Leach haklıdır; her akım düzeyinde, bileşik bir ürüne giren her akım düzeyinde, ilgili akımlarla ilişkili temel bir dengesizlik vardır. Bu dengesizlik, bir başka akımdan, başka şekilde nitelendirilmiş bir akımdan kesinti yapılarak devamlı surette telafi edilir. Örneğin, tüketim nesnelerini dağıtan kişi ile bunları alan arasındaki dengesizlik bambaşka bir akım üzerinden dengelenir, dağıtanın bir saygınlık kazandığı saygınlık akımı üzerinden [...] Diyeceğim o ki ilkel denen toplumlarda ekonomik birlik, temelde, sonsuz kombinasyonlardır, öyle ki bunlar ve bunların dengesiz işleyişleri sayesinde farklı biçimlerde nitelenen tüm akımları hayata geçirirler ve onun sonlu bileşenlerinden doğan bir borç çevrimi vardır. Bu, borç rejimidir ve ittifaklar/akrabalık sistemi tam olarak bu sonlu borç çevrimini yapılandırır. [5]

Sonlu Borç
Arkaik toplumlardan çıkarken “sonlu borç” tan “sonsuz borç”a geçiş, sonuçları bugün bile hissedilen bir olaydır, çünkü kapitalizm, geri ödemeyi asla bitiremeyecek borçlandırılmış insanın üretilmesi amacıyla bu geçişi kendine mal etmiştir. Gerçekten de, iktidarı “devletler” biçiminde merkezileştiren ve tek elde toplayan, böylece arkaik toplumların sonuna işaret eden büyük imparatorlukların ve “ruhani” iktidarı merkezileştiren ve tek noktada toplayan tektanrıcı dinlerin zuhuru ile birlikte borcun telafisi[6] artık mümkün değildir. Arkaik toplumların sonlu ve hareketli kombinasyonlar sisteminin yerine (“sana sonlu bir ittifak ve akrabalık bloğu oluşturacağım”) sonsuz bir borç rejimi ikame edilir. Hristiyanlık “sonsuzu başımıza dolar”, bu da hiçbir şeyin sonunun getirilmediği, borçlanmanın hayat boyu olduğu bir toplumsal sistem içinde bulunduğumuz anlamına gelir. “Borç, ödemeyi bitiremeyen bir borçlu ile borcun faizlerini tüketemeyen bir alacaklının ilişkisi haline gelir. İlahiliğe karşı borç, topluma karşı borç, devlete karşı borç.”[7]  Bu, Hristiyan dehasının vurduğu bir darbedir, çünkü “kutsal üçlü” kendi içinde borçlu ve alacaklıyı içerir.

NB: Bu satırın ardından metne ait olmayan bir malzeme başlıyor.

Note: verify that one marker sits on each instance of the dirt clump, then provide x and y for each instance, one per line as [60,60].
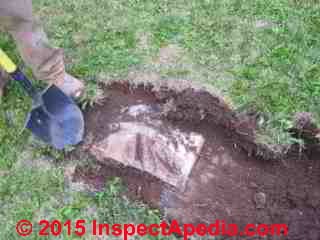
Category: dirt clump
[227,181]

Tanrı kendini insanın borcunu ödemek için kurban edecektir; Tanrı’nın kendisi kendine ödeyecektir; insan için ödenmesi/kendini kurtarması (racheter) olanaksız olandan insanı kurtarabilen tek varlık olarak Tanrı-alacaklı kendisini borçlusu için kurban edecektir, sevgisinden dolayı (inanalım mı buna?), borçlusuna olan sevgisinden dolayı! [8]

Hristiyanlık, sonsuzu tekrar işin içine sokarak, daha sonra kapitalizmin mirasçısı olacağı borç sistemini tamamıyla yeniden icat etmiştir. Hristiyanlıktan önceki imparatorluk oluşumlarında, borç sonsuzdu, çünkü “devlet” işleyişleri gereği, arkaik toplumların tersine, artık borç geri ödenemezdi, her zaman eşitsiz olan değiş tokuş tarafından belirlenen iktidar farklılıktan yeniden dengelemezdi. Ama borç hâlâ bireye ve vicdanına “dışsal” kalıyordu. Hristiyanlığın özgüllüğü, bizi sadece borç rejiminin içine yerleştirmekle kalmayıp, dahası “içselleştirilmiş borç” rejimine yerleştirmesinde yatar. “Borçlunun acısı içselleşir, borcun sorumluluğu bir suçluluk duygusu haline gelir.” [9]

Son sürat anlattığımız bu kısa borç tarihinde, Deleuze bir başka temel geçişi kaydeder: Hristiyan dininin “içselleştirilmiş borç”u henüz aşkın bir doğadayken, kapitalizmde “içkin” bir varlığa sahiptir. Hristiyanlığın dine soktuğu sonsuzu, kapitalizm ekonomik düzeyde yeniden icat eder: Değerin ve paradan doğan ve borç sayesinde sınırlarını zorlayan paranın öz devinimi olarak sermayenin hareketi. Kapitalizmle birlikte, kapitalist değerlendirme ve borç birbirini besleyen sonsuz süreçler haline gelirler. Marx yeniden üretme sistemi üzerinde ısrar eder, zira bu yolla para daha fazla para üretir ve kendini, kendi üzerinden büyüyen ve sınırlan sürekli aşılan öz devinim olarak açığa vurur. Sermaye içkin sınırlara sahiptir ama bu sınırları hep genişleyen bir ölçekte yeniden üretir. Bu sonsuz rejimi, en öncelikli ifadesi paranın yaratmasında ve yıkmasında bulunan bir yıkma/yaratma rejimidir.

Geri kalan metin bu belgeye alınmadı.